Cuando en agosto cayó el régimen libio con la toma de Trípoli y el escape de Gadafi, “sólo” quedaba consolidar el triunfo de los rebeldes mediante el establecimiento de un gobierno, el control del territorio y la captura del dictador. La esperanza democrática se basaba en esa premisa plural. Hoy Gadafi ha sido aparentemente asesinado pero el control del territorio por los rebeldes no parece sólido y el gobierno de transición está lejos de haber aglutinado a la ciudadanía en torno de él.
En consecuencia, la esperanza democrática y la de un gobierno eficiente sigue siendo en Libia una expectativa de la que la comunidad internacional no podrá desentenderse. Ahora empieza la “parte difícil” del problema. En efecto, si la muerte de Gadafi tiene una dimensión histórica porque remueve una satrapía disfrazada de nacionalismo árabe en el Norte de África internacionalmente legalizada, la situación es allí es hoy la de un Estado fallido.

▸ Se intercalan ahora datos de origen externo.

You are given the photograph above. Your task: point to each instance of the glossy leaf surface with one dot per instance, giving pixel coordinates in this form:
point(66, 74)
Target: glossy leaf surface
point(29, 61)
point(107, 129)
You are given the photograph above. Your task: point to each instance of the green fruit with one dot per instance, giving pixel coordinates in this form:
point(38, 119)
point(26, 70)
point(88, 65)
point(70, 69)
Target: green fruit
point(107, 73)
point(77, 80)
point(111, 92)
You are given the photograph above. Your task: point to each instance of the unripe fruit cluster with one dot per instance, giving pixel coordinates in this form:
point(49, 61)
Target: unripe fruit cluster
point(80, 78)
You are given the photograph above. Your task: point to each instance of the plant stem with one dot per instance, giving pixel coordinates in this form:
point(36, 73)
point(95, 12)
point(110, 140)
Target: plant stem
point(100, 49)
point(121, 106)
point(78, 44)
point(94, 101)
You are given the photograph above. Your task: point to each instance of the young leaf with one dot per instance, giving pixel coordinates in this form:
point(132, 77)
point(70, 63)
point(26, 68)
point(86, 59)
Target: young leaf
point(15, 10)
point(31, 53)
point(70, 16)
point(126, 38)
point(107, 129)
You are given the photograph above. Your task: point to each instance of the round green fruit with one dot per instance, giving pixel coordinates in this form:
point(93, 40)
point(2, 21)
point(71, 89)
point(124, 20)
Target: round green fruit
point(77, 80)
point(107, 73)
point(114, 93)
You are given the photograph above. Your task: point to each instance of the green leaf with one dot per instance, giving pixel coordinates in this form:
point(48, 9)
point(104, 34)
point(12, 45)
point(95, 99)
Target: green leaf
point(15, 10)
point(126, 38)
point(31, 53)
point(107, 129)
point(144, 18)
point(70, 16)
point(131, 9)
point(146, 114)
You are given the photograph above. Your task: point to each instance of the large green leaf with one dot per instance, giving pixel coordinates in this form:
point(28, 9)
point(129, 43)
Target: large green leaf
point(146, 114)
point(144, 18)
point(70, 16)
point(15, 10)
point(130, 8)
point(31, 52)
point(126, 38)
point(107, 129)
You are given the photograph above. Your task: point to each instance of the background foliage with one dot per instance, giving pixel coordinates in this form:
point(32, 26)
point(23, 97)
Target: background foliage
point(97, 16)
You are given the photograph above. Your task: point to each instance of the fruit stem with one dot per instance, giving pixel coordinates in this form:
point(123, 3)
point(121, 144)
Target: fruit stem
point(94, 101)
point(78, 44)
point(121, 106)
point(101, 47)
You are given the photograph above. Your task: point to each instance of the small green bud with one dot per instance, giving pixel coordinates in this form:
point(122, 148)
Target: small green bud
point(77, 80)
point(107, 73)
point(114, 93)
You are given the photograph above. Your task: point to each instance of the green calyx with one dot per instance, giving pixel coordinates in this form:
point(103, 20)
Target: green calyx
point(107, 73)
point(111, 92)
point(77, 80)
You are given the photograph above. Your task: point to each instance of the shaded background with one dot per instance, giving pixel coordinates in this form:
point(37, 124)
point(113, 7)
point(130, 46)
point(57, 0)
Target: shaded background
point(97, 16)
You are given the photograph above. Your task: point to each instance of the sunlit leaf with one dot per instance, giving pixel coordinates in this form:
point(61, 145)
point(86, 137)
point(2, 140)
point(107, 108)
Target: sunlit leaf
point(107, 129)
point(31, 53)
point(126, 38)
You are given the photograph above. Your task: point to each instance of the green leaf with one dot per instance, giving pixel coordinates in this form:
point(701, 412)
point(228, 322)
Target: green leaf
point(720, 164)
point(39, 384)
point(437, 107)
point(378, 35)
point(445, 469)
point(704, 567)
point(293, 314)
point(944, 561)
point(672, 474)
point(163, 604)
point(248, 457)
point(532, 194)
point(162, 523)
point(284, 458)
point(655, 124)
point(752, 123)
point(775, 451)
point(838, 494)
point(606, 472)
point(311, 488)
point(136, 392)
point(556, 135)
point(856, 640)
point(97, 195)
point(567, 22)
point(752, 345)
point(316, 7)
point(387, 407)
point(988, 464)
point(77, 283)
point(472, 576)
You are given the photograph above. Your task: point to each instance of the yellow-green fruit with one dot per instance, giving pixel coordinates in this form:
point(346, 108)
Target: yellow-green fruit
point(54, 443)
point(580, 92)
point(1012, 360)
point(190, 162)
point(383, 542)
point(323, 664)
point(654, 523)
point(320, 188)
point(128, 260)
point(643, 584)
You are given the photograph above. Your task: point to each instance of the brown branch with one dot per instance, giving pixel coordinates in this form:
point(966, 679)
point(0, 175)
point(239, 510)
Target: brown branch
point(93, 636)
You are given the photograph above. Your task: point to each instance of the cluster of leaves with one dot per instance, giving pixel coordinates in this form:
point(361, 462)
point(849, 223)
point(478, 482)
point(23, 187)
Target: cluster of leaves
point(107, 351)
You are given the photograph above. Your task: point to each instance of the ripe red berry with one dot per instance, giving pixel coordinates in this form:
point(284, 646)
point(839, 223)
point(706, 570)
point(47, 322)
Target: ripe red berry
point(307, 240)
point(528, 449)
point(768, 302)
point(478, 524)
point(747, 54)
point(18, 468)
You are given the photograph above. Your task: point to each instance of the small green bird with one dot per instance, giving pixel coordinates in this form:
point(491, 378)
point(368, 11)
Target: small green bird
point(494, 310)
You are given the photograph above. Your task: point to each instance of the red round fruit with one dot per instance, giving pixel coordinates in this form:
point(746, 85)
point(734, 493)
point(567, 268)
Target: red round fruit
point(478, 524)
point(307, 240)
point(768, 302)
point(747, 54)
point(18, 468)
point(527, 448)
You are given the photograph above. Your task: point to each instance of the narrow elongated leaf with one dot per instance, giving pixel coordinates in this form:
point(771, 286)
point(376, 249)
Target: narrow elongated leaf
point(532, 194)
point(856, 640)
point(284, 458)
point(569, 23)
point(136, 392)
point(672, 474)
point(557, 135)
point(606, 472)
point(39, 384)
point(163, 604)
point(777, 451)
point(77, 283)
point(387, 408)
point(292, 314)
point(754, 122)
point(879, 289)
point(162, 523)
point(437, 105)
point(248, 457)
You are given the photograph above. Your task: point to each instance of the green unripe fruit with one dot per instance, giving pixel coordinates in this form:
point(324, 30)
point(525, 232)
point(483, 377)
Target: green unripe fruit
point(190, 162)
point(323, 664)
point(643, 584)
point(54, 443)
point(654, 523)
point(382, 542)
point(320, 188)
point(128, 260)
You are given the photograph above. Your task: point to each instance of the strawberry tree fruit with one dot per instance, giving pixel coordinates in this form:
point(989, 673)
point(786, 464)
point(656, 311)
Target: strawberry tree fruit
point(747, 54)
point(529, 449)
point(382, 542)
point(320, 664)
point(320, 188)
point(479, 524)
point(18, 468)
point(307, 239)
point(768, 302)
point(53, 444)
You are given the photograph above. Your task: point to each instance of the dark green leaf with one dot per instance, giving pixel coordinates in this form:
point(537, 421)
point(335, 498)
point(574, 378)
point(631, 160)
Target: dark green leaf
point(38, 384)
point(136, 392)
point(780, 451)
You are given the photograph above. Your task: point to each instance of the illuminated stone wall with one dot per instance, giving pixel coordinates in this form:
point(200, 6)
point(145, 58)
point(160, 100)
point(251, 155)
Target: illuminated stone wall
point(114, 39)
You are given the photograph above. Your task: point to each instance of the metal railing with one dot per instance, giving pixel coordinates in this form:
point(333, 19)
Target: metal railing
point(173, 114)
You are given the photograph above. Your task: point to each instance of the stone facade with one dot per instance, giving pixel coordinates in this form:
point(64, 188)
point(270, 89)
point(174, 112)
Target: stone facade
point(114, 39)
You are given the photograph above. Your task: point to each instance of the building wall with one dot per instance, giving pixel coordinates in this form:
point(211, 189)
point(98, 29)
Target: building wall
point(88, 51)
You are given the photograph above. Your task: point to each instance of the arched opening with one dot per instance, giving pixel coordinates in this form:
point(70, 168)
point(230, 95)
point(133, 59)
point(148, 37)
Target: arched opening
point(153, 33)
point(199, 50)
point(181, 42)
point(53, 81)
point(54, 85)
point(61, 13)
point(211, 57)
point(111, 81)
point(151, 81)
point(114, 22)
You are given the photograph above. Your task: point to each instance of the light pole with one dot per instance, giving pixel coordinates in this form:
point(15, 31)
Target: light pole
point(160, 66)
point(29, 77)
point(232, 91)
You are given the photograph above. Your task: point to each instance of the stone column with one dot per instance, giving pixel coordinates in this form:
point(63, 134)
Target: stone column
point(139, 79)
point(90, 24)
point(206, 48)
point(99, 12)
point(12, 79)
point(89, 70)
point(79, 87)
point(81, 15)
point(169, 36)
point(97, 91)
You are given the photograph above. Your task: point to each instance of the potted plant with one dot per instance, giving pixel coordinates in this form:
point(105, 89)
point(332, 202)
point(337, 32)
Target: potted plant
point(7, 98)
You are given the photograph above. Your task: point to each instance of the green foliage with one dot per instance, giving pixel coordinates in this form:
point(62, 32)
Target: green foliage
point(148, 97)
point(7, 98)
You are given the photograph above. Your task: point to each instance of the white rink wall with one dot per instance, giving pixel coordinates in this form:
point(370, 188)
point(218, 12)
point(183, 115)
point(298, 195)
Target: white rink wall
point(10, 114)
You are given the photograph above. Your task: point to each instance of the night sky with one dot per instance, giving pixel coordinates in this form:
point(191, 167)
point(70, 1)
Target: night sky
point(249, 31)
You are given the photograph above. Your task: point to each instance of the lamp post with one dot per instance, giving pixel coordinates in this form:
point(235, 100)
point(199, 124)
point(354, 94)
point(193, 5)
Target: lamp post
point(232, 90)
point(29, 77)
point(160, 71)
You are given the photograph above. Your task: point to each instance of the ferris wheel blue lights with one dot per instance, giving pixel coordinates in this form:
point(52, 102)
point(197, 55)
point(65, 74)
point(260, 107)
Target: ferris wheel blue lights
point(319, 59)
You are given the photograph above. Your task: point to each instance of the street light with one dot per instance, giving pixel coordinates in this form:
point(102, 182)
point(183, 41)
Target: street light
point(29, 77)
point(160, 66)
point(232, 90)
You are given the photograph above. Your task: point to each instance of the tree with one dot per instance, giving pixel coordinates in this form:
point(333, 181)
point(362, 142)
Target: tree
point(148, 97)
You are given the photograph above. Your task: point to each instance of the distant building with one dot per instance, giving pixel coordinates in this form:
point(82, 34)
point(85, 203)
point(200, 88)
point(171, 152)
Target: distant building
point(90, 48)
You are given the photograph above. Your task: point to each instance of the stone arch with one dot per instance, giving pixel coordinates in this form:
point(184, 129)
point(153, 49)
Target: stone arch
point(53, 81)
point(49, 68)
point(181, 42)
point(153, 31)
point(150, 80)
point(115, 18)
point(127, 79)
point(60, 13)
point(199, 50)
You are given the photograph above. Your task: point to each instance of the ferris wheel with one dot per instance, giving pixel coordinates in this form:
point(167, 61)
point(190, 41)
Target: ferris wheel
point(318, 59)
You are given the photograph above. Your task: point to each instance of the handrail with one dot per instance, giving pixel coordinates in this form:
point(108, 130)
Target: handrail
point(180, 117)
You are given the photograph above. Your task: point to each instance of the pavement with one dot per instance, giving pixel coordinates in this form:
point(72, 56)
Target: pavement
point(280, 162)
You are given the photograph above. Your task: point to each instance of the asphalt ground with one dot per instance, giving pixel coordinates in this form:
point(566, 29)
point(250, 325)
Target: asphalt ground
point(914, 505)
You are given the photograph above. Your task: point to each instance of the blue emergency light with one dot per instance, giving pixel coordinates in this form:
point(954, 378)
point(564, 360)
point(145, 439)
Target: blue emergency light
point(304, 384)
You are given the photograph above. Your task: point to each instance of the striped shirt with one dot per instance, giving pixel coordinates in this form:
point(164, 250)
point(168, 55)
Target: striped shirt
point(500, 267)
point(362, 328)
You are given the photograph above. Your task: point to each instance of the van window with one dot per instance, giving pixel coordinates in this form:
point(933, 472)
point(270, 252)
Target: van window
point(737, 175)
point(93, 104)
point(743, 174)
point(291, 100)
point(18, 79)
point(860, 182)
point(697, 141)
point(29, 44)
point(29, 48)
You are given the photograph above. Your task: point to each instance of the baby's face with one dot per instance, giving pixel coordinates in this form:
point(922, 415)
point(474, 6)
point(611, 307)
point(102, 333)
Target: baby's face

En consecuencia, el objetivo del Consejo Nacional de Transición no es sólo el de entregar el inexistente poder a un nuevo gestor, ni la de pretender reconstruir un Estado sin sustento ni el de limitarse a atraer la inversión petrolera, sino el de fundar uno nuevo Estado. Para ello el desafío interno es tan importante como el externo. En efecto, 42 años de dictadura no ha producido instituciones estables en Libia ni contemplado métodos de sucesión que no pasarán por el clan familiar. Esta disfuncionalidad incluye a las Fuerzas Armadas que, salvo por alguna actividad bélica y a diferencia de Egipto, han preferido marginarse del desarrollo del conflicto.
Por lo demás, la fractura social en Libia potenciada por la crisis económica, la remanencia de facciones armadas luego de la guerra civil y las rivalidades entre tribus, no tiene a la mano un medio de recomposición política (p.e. partidos políticos) que no sea la legitimidad del gobierno (que hoy día es una incógnita). El vacío resultante deviene entonces en un desafío potenciado en el que la sensatez de la población Libia deberá confrontar la reminiscencia de la beligerancia interna, la emergencia del rol del Islam en la política (como ocurre hoy en Egipto y Túnez), la proliferación de armas (las robadas al Ejército, las proporcionadas por la OTAN y las que pueden provenir del vecindario árabe) y el interés de peculiares entidades transnacionales (específicamente, organizaciones terroristas) que desearían aposentarse en un territorio semivacío de dimensiones superiores al territorio peruano.
Esa vulnerabilidad tiene una doble valencia. De un lado agrega, de momento, inestabilidad a las costas del Mediterráneo africano (y, por tanto, al Mediterráneo europeo). Del otro, la fragmentación política en espacio tan amplio y tan rico facilita la influencia en Noráfrica de Estados mesorientales o eurosiáticos con ánimo de establecer esferas de influencia o balances de poder de proyección extraregional, al tiempo que resta arraigo, en el sur, a Estados fronterizos de extrema debilidad (Chad, Sudán y Niger).
La obligación de los miembros de la OTAN que participaron en una cuestionable aplicación de la Resolución 1973 (que autorizó operaciones bajo el capítulo VII sólo para proteger a civiles) para atenuar esos desafíos es real y presente (como probablemente lo sea también su interés). Y si esa obligación es de la OTAN (y, específicamente de Francia, el Reino Unido y Estados Unidos) que actuó bajo la cobertura de la ONU, lo es también del Consejo de Seguridad.
No hacen bien, por tanto, las autoridades transatlánticas en apresurarse a dar por cumplida la tarea. Éstas y la comunidad internacional (incluyendo a los Estados suramericanos tan deseosos de celebrar una nueva cumbre con los países árabes) están en la obligación de generar las condiciones para estabilizar el Norte de África y de asistir a los libios en la creación de un Estado vivible y viable.